Same floor as his office. Of course. The man literally never left this building.

The elevator was mirrored, which meant I got to watch myself ascend in all my disaster glory. Messy bun escaping its elastic. Mascara smudged. T-shirt with a coffee stain I hadn't noticed until now. I looked like a raccoon that had wandered into a flood zone.

Fantastic.

The doors opened onto a hallway with exactly two apartments. I found 15A, knocked, and tried to arrange my face into an expression that didn't scream "my life is falling apart."

Callum opened the door in gray sweatpants and a white t-shirt.

I'd never seen him in anything other than suits. The casualness of it—bare feet, hair slightly mussed, glasses I didn't know he wore—short-circuited my brain for a solid three seconds.

"You wear glasses," I said, which was not the greeting I'd planned.

"For reading." He stepped back to let me in. "You're soaked."

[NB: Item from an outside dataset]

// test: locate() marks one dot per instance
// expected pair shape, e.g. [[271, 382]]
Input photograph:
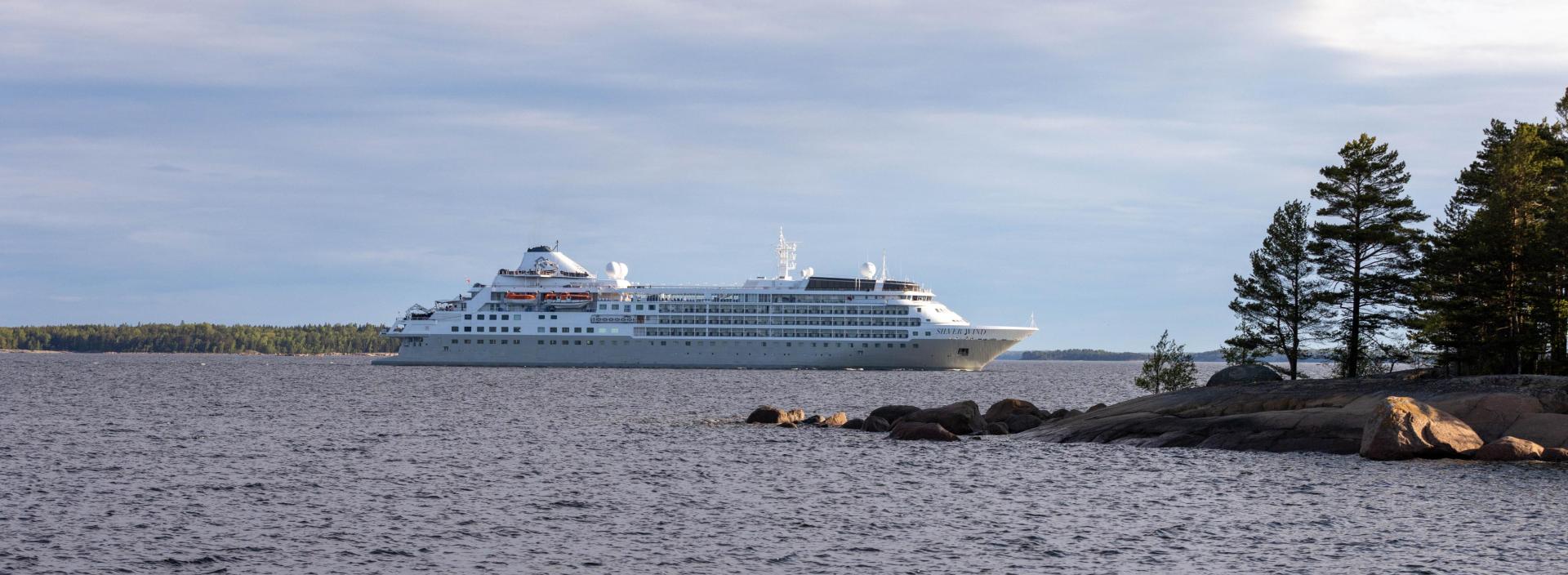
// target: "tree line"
[[1484, 292], [199, 337]]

"Occupational hazard of living in a swamp." I walked past him, then stopped.

His apartment was... a lot.

Floor-to-ceiling windows overlooking the city.Open floor plan with clean lines and expensive materials. Everything in shades of gray and white and dark wood, arranged with the precision of a magazine spread. The kitchen had one of those waterfall islands I'd only seen on HGTV. The living area featured a sectional that probably cost more than my car.

It looked like a showroom. Or a very upscale hotel. Or the lair of a James Bond villain who appreciated minimalist design.

"This is aggressively clean," I said.

"Thank you?"

"I'm not sure it was a compliment." I turned in a slow circle, taking it all in. "Do you actually live here? Or do you just come here to judge people who own throw pillows?"

"I have throw pillows."

"You have two throw pillows. Both gray. Both arranged at exactly the same angle." I pointed at them. "Those are decorative. They've never been thrown."

"Pillows don't need to be thrown to serve their purpose."